For his first job during college, William Dally worked in what he calls the surf zone—the area from the shoreline up to an ocean depth of 25 feet—placing rods to gather scientific data. Battered by the waves, the then 20-year-old civil engineering major thought there must be a better way.
Now an associate professor of civil engineering at the University of North Florida, with a master’s degree in coastal engineering and a Ph.D. in engineering mechanics, Dally is hard at work creating what he imagined years ago: a vehicle he calls the Surf Rover.
Dally’s project is being funded by a prestigious Major Research Instrumentation grant that he was awarded from the National Science Foundation (NSF). Though the Surf Rover is a work-in-progress, a complete model scaled to one-quarter the actual size shows a creation that looks part dune buggy and part amphibious crawler, with tank tracks that will allow it to move underwater along the ocean floor.
“When it’s complete, it will be the only one of its kind. Others have tried and failed,” said Dally, who noted the biggest obstacle is the power requirement. He’ll be using a diesel engine that will breathe through a tall snorkel. He stated other engineers have tried electric cords, which are limiting, or batteries, which are heavy and have to be replaced often because they quickly lose power.
Dally and the students working with him—more than 80 students have worked on the project at some point—have designed the Surf Rover to handle the many challenges of the beach environment: soft sand, steep slopes, high waves and strong currents. They’re now wrestling with minimizing drag on the tall snorkel and keeping the engine cool until it submerges in the water.
“It’s been challenging and rewarding to apply mechanical, electrical and coastal engineering principles into one project,” said UNF engineering graduate student Patrick Cooper, also a Navy veteran. “Knowing how significant the Surf Rover will be in broadening the understanding of the surf zone, it’s exciting to know I played a small part in that.”
Made from aluminum and stainless steel, the vehicle will weigh more than 3,000 pounds and will measure 16 feet wide and 22 feet long, yet its folding design allows for it to be transported on a modified boat trailer.
The uniqueness of the project ensures it will stand out in the coastal engineering community, according to UNF engineering graduate student Will Fletcher, also a lieutenant in the Navy, which sent him to the University to work on the project.

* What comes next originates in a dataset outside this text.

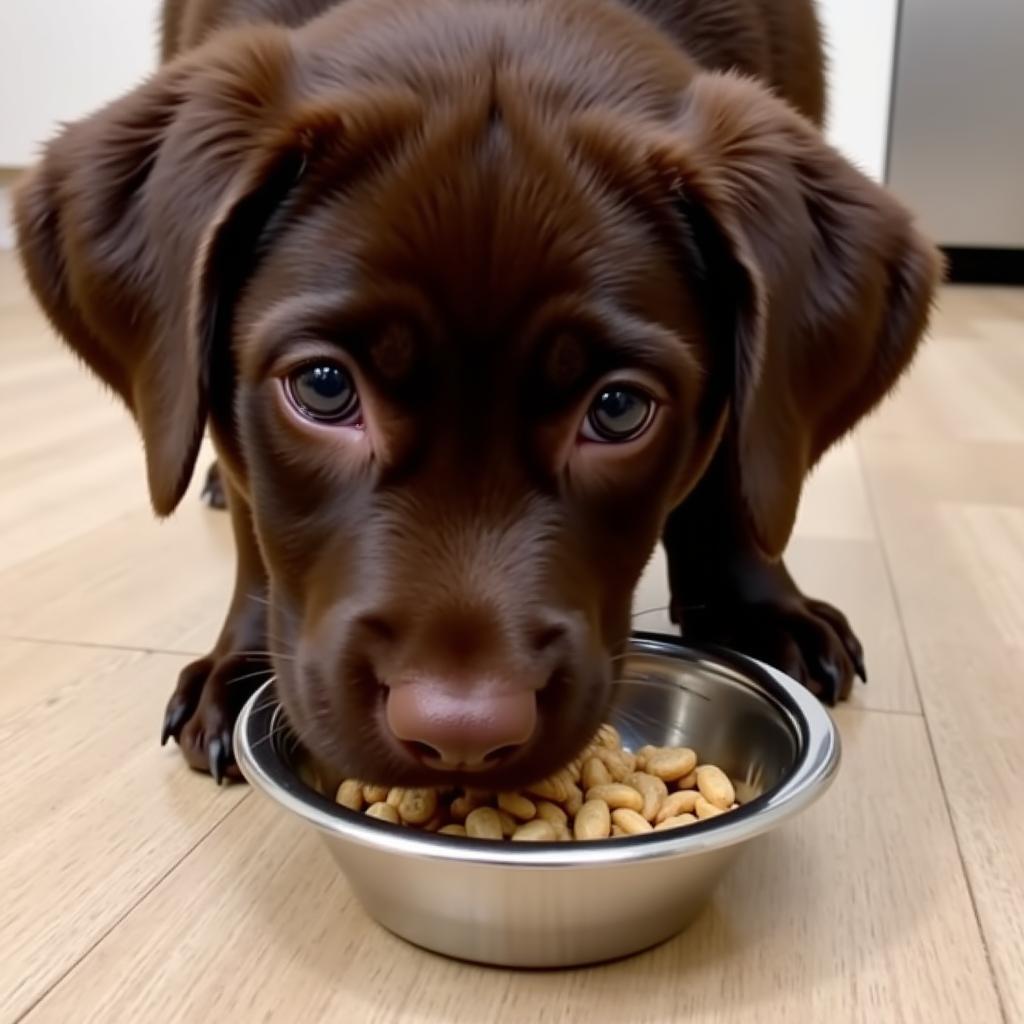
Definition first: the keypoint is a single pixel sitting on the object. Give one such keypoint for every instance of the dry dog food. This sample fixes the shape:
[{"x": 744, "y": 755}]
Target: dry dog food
[{"x": 605, "y": 793}]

“The ability to work on a NSF project like this one has been rewarding because we’re helping to create a new piece of scientific equipment that will help us better understand our coasts, oceans and environment,” he said.
Dally, who has expertise in civil, coastal/ocean and engineering mechanics, expects to have the Surf Rover ready to be tested in the water and completed next year. He foresees many uses for the metal workhorse.
“Its primary job will be near-shore surveying, determining how the beach changes during storms and what happens to the sand eroded from the beach,” he said. “But there may also be a demand in the hydrographic surveying industry, which no longer uses swimmers to go out in the water or boats to come close to shore due to recent accidents.”
For the same safety reasons, Dally said the Navy might be interested in using the Surf Rover, rather than divers, to gather information on what’s beneath the waves when it needs to build a causeway for a landing or a rescue operation.
“I’ve been dreaming of this for a long time,” he said. “It’s amazing to me that we have vehicles roving surfaces out in space, but we have nothing to help us routinely collect data and make observations in the surf zone on Earth.”